Hi David, thanks for your reply.

First, please allow me to explain that for the last 20 years I’ve been challenging the group consensus in every community I’ve visited on an almost daily basis. It’s completely normal for me to be debating an entire community by myself, and I’ve been banned from more sites than I could ever possibly count. Thus, I’m not unfamiliar with being yelled at etc.

I would respectfully counter that it is not the torrent of vitriol that has the psychological effect. To look at it this way is to hand control of one’s emotional experience over to every bully one encounters, and as you correctly point out, there are plenty of them out there. I don’t see handing control of our minds over to strangers who hate us to be particularly rational.

What fuels the psychological effect, for the better or the worse, is how we CHOOSE to process incoming speech from others. This is the rational way to look at the situation, because this is something we have control over. A key problem here is that we often don’t want to acknowledge the control that we have because that interferes with taking on the ever popular victim role.

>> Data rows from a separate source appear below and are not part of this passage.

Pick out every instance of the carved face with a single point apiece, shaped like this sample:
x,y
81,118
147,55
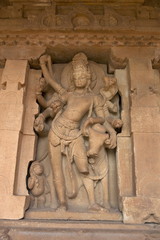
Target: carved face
x,y
38,169
43,84
109,81
81,77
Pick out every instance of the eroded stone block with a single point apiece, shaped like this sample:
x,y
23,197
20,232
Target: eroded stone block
x,y
147,167
141,210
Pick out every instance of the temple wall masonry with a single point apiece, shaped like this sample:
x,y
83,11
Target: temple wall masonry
x,y
80,119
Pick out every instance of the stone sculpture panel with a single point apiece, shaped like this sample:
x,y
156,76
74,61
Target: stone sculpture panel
x,y
76,127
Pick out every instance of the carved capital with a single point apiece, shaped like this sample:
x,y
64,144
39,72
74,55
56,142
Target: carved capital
x,y
116,62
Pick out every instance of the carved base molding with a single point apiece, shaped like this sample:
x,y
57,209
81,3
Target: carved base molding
x,y
44,214
60,230
143,210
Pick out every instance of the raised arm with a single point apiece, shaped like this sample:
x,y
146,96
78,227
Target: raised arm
x,y
57,87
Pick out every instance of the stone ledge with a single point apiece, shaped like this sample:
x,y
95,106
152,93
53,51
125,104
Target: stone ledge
x,y
60,230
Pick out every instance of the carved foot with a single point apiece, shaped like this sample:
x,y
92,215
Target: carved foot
x,y
61,208
97,208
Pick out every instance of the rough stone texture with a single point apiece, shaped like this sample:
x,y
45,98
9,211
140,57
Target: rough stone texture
x,y
62,230
147,165
130,32
125,166
11,107
141,210
28,136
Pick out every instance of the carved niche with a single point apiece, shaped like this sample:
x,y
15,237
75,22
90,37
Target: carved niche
x,y
77,127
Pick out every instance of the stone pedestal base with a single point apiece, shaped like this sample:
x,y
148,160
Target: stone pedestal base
x,y
44,214
62,230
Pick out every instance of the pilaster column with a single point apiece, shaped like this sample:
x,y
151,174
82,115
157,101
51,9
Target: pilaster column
x,y
11,117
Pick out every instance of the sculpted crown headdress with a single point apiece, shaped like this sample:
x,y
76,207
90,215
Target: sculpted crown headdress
x,y
80,61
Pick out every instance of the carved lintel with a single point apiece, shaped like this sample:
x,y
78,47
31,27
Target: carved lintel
x,y
4,234
141,210
116,63
2,63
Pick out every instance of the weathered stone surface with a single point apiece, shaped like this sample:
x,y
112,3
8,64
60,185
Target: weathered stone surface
x,y
62,230
141,210
28,136
145,119
11,107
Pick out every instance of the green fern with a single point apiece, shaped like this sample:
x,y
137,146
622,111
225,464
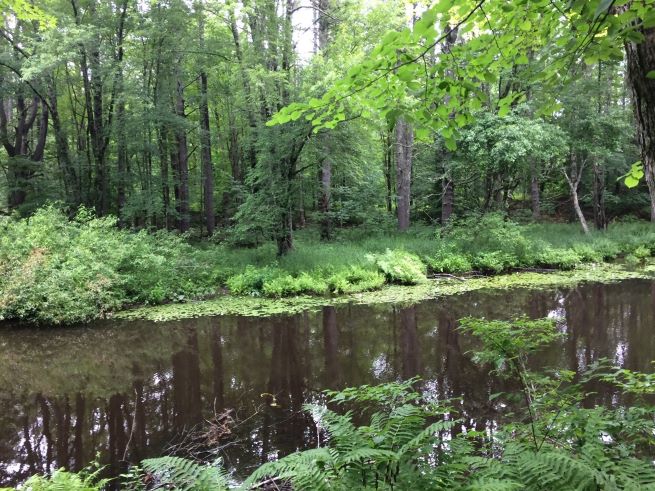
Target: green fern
x,y
185,475
62,480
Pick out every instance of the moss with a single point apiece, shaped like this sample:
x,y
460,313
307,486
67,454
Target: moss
x,y
260,306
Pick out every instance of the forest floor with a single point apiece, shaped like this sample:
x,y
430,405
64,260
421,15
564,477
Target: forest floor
x,y
57,271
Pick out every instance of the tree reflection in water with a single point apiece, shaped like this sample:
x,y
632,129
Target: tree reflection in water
x,y
129,390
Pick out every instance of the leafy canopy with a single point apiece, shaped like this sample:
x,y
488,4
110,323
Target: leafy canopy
x,y
538,41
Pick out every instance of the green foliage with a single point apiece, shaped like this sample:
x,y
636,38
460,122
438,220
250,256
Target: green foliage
x,y
56,270
185,475
507,343
392,436
61,480
401,267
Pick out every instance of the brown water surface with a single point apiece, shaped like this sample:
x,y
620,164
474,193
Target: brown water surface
x,y
129,390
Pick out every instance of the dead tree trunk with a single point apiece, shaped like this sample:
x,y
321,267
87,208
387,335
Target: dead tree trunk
x,y
181,163
574,181
404,144
641,61
205,137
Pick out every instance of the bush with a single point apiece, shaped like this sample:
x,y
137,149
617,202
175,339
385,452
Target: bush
x,y
355,279
449,262
401,267
57,270
251,281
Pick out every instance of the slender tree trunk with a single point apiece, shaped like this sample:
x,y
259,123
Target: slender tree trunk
x,y
324,199
447,198
388,168
182,163
404,144
121,136
600,220
326,167
205,136
641,61
534,190
447,182
574,182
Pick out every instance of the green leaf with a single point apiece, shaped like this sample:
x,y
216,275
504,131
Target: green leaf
x,y
631,182
603,6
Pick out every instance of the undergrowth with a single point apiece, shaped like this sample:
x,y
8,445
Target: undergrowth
x,y
55,270
546,434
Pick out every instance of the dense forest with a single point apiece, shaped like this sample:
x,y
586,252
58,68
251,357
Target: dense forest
x,y
408,167
166,151
157,112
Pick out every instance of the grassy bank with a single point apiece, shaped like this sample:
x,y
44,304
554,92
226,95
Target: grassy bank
x,y
54,270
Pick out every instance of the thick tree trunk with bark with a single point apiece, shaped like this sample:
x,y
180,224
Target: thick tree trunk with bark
x,y
404,144
22,161
71,181
641,61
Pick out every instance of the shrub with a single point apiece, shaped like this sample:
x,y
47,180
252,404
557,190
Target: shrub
x,y
56,270
251,281
63,480
355,279
401,267
449,262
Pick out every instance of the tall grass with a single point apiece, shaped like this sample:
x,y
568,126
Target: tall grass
x,y
56,270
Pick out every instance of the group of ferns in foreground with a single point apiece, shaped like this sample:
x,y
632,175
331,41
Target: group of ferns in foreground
x,y
395,436
56,270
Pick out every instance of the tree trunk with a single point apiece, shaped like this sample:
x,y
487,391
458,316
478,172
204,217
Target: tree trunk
x,y
447,183
600,220
574,181
641,61
578,210
205,135
388,168
447,199
182,163
206,157
534,190
324,199
325,173
404,144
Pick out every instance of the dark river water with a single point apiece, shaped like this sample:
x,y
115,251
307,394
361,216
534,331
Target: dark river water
x,y
129,390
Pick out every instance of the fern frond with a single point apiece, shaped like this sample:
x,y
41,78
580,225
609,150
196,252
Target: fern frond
x,y
186,475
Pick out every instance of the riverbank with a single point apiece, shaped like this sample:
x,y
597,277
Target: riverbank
x,y
262,307
57,271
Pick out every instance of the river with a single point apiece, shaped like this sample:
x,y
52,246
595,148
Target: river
x,y
234,387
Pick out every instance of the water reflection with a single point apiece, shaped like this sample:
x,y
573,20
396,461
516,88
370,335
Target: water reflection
x,y
130,391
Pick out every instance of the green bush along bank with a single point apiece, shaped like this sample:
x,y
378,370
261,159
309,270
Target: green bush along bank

I’m referring in my comments to the vast majority of online encounters, and grant that there are exceptional circumstances which would clearly merit calling the police and so on. I’m also willing to grant that the dividing line can be murky.

philosopher
philosopher
Reply to  Phil
5 years ago

I do not believe the psychological evidence suggests that most persons can “choose” to process vitriolic insults in a particular way.

Phil
Phil
Reply to  philosopher
5 years ago

Hi philosopher,

Someone has kidnapped your children. You can only get them back if you remain emotionally calm while the kidnappers enthusiastically insult you over the phone. Can you do it?

David Wallace
David Wallace
Reply to  Phil
5 years ago

I don’t know, and neither do you, I assume.

Matt McAdam
Matt McAdam
Reply to  Phil
5 years ago

This reminds me of my friend’s response after I described some basic tenets of Stoicism: “Stoicism: it’s all your fault.”

Ash
Ash
5 years ago

Phil–David Wallace was pointing out that the line between what you call “vitriol” and threats often become blurred online–maybe especially for women and minorities. I don’t *think* you’re denying that people ever use threatening speech online in response to people they disagree with (but maybe I’m wrong and you are denying that?). In which case it would seem that what you’re denying is that it can be rational to respond to threatening speech by feeling threatened. Is that what you are saying–that it’s irrational to respond to online threats by feeling threatened?

Phil
Phil
5 years ago

Hi Matt,

Fault, blame, guilt, these are all strategies we use to try manage our emotional experience by controlling the speech of others. Sometimes it works, but never for long, because there are a seemingly infinite number of people on the Internet eager to say things we don’t want to hear, and new ones are being born every day. It’s very human, but not that rational, to try to manage our emotional experience by a method which is doomed to eternal failure.

If we want to use the Internet to communicate with large numbers of strangers, there would seem to be two options.

1) Be unhappy much of the time.

2) Take responsibility for our own reading experience.

Here’s the kind of thing I’m referring to. You’re posting in some forum thread. Someone is outraged and very unhappy about what you’re writing. And so they come back to the thread day after day after day to read every one of your posts so that they can complain again and play the glorious victim role.

Is it your “fault” that they are unhappy?

beauvoir's baby
beauvoir's baby
5 years ago

Keep in mind, though, if you are certain of your own righteousness, and consequently your target’s moral depravity, you are actually doing everybody a service by inflicting as much psychological damage on your target as possible, thereby inhibiting their ability to continue spreading their harmful views.